Miko Malabute | Thursday, October 10, 2013
Call me a try-hard, call me a bit corny for this, but I truly hold this to be true and have always thought about it this way ever since I could remember: academics and sports really are so closely related.
With the fairly recently sparked controversy over a few key figures of our football team taking an early exit before singing the alma mater after the loss to Oklahoma a couple weeks back, followed by the insistence of a “policy change,” there were many students who were hurt by this apparent lack of student body unity. Many made the argument that all of the progress the university has made to this very point may in large part be accredited to its successful and withstanding football program: that is, sports and academics went hand-in-hand in bringing Notre Dame thus far, allowing us to be held in such high esteem as the prestigious university that we are.
In light of this perspective, I feel that it is not only beneficial, but almost necessary to look at succeeding in the classroom similarly to succeeding out on the field and out on the court. As freshmen, we all had to make “the cut” to be part of the organization – we had to qualify ourselves in tryouts (the application process). Ever since we’ve come onto campus, we have had to prove ourselves worthy of being here day after day, exam after exam. Kobe Bryant once said in an interview that “Everything negative – pressure, challenges – is all an opportunity for me to rise.” Every exam, is an opportunity to rise and prove ourselves. And if we didn’t do well on the last one, then you can bet that the next one will be the shot at redemption.

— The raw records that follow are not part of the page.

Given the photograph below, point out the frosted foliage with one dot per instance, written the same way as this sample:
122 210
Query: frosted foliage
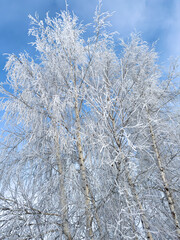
91 146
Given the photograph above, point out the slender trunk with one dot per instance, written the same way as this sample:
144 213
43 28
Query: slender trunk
63 199
133 189
85 185
165 181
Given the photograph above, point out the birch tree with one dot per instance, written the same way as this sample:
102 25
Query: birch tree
91 147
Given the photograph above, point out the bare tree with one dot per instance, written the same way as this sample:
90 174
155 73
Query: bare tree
87 145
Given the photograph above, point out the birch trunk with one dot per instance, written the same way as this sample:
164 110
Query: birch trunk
165 181
85 185
133 190
63 199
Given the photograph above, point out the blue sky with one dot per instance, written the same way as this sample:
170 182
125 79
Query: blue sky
155 19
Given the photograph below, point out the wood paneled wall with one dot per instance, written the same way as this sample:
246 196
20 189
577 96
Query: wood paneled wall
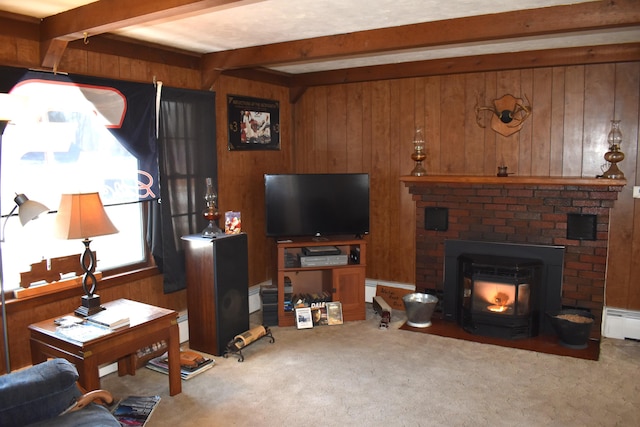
369 127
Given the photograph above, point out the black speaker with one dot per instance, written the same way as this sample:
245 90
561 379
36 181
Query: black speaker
436 219
581 226
217 291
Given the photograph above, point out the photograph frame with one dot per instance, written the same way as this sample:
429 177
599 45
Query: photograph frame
253 123
304 320
334 313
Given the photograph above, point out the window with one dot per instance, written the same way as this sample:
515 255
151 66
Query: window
62 144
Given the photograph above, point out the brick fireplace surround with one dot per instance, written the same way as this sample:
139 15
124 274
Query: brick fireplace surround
522 210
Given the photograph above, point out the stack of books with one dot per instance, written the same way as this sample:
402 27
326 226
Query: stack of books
187 370
112 319
135 410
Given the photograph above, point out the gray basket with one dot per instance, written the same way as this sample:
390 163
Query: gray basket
419 308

I underwent a large part of the summer reading Tim Grover’s “Relentless: From Good to Great to Unstoppable.” In this book, the legendary trainer implores his readers to adopt a relentless attitude in any aspect of their lives that they wish to truly excel at, to be a “cleaner” about it. No excuses, put your head down and do the work every single day. To me, this directly screams out “Notre Dame academics” – though we are all undeniably rooting for each other to succeed, we are all in the fight for our lives to excel in the classroom. If we don’t succeed, then there are more than 17,000 people who are dying to take your spot.
Last year, I looked to our football team as they underwent their almost magical regular season of 12-0 as inspiration in each of my classes. Week after week, many analysts and talking heads predicted (perhaps even hoped) that we would suffer our first loss of the season. Yet week after week, we prevailed. Thus, I thought to myself, if they could succeed week after week, I can too.
No excuses, do the work, and prevail despite what may be said against you. That’s what sports has taught me, and that’s the same attitude I intend to continue to bring to the classroom, as well as any other aspect of my life. Any other attitude will just likely get me benched.